L'utilizzo medicinale della belladonna è relativamente tardivo, a ragione della sua velenosità e della difficoltà di dosaggio. La pianta è stata usata come anestetico chirurgico prima dell'avvento degli anestetici di sintesi. La belladonna è stata usata in passato come veleno per le frecce, e alla morte dell'Imperatore Augusto si diffuse la voce che la moglie Livia l'avesse avvelenato con la belladonna. Nell'undicesimo secolo, gli scozzesi respinsero l'attacco degli invasori danesi avvelenando con il succo delle bacche di belladonna la birra scura dei loro rivali. Il loro capo era Macbeth, immortalato poi nell'omonima tragedia di Shakespeare. Il nome "belladonna" fa riferimento all'uso cosmetico della pianta nel Rinascimento, quando il suo succo era utilizzato per dilatare la pupilla e rendere più attraente lo sguardo delle dame. Gli effetti della pianta sull'occhio sono di lunga durata (giorni), ma la dilatazione delle pupille porta a gravi difficoltà di accomodamento, rendendo difficile la lettura. Le dame potevano anche sembrare più attraenti, ma di sicuro non leggevano molto. L'utilizzo cosmetico di composti così velenosi non deve sorprendere: il Botox, così popolare per togliere le rughe, contiene infatti la tossina botulinica, il veleno più potente che si conosca.

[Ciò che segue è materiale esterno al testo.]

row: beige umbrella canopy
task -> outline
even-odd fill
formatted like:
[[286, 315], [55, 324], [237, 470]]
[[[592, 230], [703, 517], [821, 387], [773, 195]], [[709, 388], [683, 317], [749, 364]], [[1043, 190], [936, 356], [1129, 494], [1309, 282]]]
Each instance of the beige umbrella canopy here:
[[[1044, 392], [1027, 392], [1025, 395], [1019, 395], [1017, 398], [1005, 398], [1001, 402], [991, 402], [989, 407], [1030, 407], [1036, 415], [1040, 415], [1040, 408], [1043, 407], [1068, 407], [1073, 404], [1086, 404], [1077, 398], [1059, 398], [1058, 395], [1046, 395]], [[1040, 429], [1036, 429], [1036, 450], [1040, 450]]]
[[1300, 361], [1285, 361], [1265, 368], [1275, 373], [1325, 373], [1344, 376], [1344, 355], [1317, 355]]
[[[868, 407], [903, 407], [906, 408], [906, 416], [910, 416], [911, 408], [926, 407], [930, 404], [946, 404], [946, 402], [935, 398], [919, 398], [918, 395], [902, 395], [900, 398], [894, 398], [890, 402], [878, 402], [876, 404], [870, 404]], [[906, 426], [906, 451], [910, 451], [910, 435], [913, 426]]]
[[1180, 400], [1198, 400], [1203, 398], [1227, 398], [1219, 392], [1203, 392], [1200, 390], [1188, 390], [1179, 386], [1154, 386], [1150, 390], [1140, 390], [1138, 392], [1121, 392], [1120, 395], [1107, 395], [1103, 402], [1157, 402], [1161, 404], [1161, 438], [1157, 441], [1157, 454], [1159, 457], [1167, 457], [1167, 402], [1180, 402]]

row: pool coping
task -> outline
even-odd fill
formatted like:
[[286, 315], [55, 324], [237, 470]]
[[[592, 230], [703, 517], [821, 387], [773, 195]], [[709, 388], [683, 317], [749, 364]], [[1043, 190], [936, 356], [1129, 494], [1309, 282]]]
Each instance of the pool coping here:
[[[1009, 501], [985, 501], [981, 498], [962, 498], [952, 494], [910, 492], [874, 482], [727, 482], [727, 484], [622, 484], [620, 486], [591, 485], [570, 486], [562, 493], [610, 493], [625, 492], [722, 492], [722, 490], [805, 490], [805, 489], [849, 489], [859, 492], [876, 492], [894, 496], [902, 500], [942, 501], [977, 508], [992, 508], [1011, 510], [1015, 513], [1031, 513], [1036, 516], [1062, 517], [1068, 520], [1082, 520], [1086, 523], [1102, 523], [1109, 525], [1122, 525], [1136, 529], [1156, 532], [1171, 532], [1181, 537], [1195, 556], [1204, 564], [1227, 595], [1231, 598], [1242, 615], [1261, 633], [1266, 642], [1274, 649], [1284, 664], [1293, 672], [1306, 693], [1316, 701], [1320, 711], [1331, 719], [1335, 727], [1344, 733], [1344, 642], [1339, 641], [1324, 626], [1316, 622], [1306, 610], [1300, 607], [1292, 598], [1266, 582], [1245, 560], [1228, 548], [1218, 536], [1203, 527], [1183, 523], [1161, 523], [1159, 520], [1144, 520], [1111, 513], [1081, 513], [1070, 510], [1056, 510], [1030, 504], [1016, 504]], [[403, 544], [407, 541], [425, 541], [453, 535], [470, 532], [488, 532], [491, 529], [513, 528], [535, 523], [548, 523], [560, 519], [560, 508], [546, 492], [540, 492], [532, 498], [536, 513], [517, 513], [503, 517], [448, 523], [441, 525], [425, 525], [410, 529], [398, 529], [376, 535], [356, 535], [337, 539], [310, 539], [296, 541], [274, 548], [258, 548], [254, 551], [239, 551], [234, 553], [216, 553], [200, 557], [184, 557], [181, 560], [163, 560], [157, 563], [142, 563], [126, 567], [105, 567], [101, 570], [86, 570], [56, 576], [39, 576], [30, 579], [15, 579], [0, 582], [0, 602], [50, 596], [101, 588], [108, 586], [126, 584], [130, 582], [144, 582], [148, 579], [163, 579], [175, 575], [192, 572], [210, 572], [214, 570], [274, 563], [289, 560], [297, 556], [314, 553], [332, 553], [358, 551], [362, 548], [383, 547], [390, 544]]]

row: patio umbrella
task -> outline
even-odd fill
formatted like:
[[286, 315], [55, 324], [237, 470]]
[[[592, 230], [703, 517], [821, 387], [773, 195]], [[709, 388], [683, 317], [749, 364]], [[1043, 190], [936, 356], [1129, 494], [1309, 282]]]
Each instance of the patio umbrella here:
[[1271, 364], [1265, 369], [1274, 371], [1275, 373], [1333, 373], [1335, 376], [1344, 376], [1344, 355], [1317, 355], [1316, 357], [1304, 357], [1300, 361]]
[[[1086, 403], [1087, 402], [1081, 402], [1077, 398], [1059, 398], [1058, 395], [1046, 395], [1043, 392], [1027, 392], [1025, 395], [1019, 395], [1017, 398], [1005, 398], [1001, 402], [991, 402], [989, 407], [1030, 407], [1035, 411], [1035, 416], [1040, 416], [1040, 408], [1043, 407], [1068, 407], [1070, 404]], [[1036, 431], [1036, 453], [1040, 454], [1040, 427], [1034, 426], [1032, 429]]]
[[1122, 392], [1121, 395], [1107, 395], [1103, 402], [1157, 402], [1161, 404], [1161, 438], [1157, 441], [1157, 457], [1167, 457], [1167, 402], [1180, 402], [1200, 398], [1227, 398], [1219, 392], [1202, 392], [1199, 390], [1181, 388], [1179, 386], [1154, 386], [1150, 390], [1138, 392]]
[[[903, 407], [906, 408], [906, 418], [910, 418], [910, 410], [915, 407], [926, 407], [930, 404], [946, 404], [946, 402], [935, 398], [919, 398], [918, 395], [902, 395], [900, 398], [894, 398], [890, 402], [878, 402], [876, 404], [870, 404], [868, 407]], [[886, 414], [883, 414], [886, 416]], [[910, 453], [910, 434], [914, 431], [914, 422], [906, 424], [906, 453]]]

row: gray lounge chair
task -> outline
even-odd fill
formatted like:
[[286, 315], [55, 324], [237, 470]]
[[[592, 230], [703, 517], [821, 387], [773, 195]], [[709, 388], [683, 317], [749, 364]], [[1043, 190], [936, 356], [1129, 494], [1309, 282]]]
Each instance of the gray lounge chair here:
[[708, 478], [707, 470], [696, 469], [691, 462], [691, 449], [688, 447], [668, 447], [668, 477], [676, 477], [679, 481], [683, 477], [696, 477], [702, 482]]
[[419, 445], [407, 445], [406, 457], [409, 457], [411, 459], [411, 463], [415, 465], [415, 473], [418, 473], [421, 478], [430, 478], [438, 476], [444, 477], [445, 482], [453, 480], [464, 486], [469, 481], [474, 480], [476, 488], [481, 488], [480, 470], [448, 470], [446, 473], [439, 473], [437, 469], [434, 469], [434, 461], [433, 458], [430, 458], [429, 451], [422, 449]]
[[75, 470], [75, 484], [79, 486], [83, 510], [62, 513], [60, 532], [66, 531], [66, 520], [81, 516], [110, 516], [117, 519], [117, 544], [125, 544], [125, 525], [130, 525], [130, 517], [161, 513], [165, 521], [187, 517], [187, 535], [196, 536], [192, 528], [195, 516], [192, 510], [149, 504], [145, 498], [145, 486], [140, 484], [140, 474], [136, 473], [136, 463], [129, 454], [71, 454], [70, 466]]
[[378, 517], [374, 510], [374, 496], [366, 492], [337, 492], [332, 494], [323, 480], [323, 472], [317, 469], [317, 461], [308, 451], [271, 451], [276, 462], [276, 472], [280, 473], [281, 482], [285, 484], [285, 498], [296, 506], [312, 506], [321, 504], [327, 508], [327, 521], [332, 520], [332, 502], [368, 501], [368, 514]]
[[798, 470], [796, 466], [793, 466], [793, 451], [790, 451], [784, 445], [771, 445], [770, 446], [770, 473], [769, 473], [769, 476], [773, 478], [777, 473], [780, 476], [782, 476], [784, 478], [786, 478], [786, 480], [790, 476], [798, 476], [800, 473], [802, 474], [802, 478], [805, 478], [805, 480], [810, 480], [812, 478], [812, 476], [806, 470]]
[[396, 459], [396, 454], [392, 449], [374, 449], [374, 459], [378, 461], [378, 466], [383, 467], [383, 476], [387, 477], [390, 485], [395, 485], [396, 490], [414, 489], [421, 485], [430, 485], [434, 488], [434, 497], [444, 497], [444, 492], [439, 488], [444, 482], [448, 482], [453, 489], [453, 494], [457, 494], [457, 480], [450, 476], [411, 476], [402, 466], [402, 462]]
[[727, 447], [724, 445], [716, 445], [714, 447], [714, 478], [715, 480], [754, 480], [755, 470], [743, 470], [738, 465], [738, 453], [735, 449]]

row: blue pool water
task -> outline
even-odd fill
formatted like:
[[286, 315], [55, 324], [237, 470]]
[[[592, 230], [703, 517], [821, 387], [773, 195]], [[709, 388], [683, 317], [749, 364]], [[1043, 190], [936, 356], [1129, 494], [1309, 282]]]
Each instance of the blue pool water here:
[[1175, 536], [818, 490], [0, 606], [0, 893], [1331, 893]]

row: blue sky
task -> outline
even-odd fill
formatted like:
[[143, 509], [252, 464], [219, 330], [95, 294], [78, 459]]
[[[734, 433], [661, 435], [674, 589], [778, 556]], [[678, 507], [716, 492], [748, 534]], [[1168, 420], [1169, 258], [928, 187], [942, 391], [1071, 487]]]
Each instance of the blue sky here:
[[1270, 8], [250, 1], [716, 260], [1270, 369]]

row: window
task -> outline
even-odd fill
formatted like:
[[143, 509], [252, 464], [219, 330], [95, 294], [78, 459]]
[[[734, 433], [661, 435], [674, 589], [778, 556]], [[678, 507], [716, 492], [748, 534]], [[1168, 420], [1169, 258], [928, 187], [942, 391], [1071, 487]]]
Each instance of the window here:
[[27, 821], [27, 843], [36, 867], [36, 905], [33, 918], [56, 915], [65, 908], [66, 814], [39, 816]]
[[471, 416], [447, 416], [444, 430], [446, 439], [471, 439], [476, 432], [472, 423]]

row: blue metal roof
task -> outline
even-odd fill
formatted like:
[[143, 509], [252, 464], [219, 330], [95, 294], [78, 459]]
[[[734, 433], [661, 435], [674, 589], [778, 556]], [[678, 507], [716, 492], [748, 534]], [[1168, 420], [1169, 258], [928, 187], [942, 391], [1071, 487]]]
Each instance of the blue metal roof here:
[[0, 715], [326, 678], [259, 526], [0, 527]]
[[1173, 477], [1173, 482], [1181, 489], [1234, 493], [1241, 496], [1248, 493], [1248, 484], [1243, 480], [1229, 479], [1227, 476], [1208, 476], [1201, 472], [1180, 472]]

Tutte le parti della belladonna contengono alcaloidi tropanici (iosciamina, atropina, scopolamina), che vengono sintetizzati nelle radici, caratteristica tipica della famiglia delle Solanaceae, e traslocati poi in tutto il resto della pianta, soprattutto in frutti e semi (> 0.6%). Il frutto della belladonna, una bacca delle dimensioni di una ciliegia, ha un colore simile al mirtillo, e, sorprendentemente per un frutto contenente alcaloidi, non ha sapore amaro molto spiccato. Per questa ragione, la maggior parte dei casi di avvelenamento da belladonna riguardano bambini piccoli, che sono attratti dal colore delle bacche e le mangiano. L'avvelenamento da veleni muscarinici come la belladonna è particolarmente grave ai tropici, perché questi composti inducono il blocco della sudorazione, impedendo la regolazione della temperatura e portando a rapida ipertermia. Anche il miele ottenuto dai fiori di belladonna è velenoso, e la sua tossicità è documentata nella letteratura medica, mentre la maggior parte degli uccelli può mangiare impunemente i frutti della pianta. L'intossicazione è trattata con lavanda gastrica e carbone attivo per eliminare il veleno o, almeno, rallentarne l'assorbimento, con sedativi, e con tutte le misure necessarie per mitigare l'ipertermia (acqua fredda, bagni freddi). Gli agenti colinergici come la fisostigmina, antagonizzano l'azione muscarinica dell'atropina e sono gli antidoti specifici per l'avvelenamento.
Piante come la belladonna sono definite "eroiche" per la loro potenza, e non sono più usate in terapia, sostituite dai loro costituenti puri (atropina nel caso della belladonna). L'atropina è comunemente usato in oculistica per dilatare la pupilla.